Mir geht es hier um Sprechen. Was anderes kann ich eh’ nicht. Aus Notwendigkeit. Wenn ich hier was sage, mal fett ausspreche, dann passiert vielleicht was.
(Alle gehen raus und zünden sich an, im gentrifiziert werdenden Viertel mit Jamaica-Bar, wo sogar die Bullen einen VW-Käfer fahren. Das ist ganz niedlich. Alle sind Künstler und halten zusammen. Der Straßenstrich ist nicht weit weg. Die Junkies sollen auch nicht im Hausflur pennen.)
Ein kleiner, schimmeliger Raum mit einem Tresen an einer Längsseite.

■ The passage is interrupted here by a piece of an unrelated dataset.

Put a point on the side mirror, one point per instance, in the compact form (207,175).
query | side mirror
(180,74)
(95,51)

Auf dem Tresen schwitzen unter einer Käseglocke Brötchenhälften mit selbstgemachter schwarzer Johannisbeermarmelade. Daneben drei Marmeladegläser mit Rüschen oben rum, klassisch rot-weiß, klassisch blau-weiß kariert. Zur Ansicht. ‘Sowas gibt es heute kaum noch, ist selten geworden, soviel Handarbeit, soviel Einsatz, soviel Herzblut. Die Farbe von Herzblut, reife Johannisbeeren. Probieren Sie mal. Die Schrippenhälfte für nur 29,99.’
Ein ehemaliger Zivi, jetzt Ein-Euro-Jobber in sozialen Einrichtungen, aber immer noch sehr jung, sitzt ketterauchend auf einem Barhocker hinter dem Tresen und spiegelt sich in dem monochromen Hochglanzposter, versuch der Abschaffung (Überwindung, Krieg-Erklärung, Es-geht-ums-Bild) der Malerei, das hinter ihm hängt. Ich beobachte ihn genüßlich, denn er sieht gut aus beim Rauchen.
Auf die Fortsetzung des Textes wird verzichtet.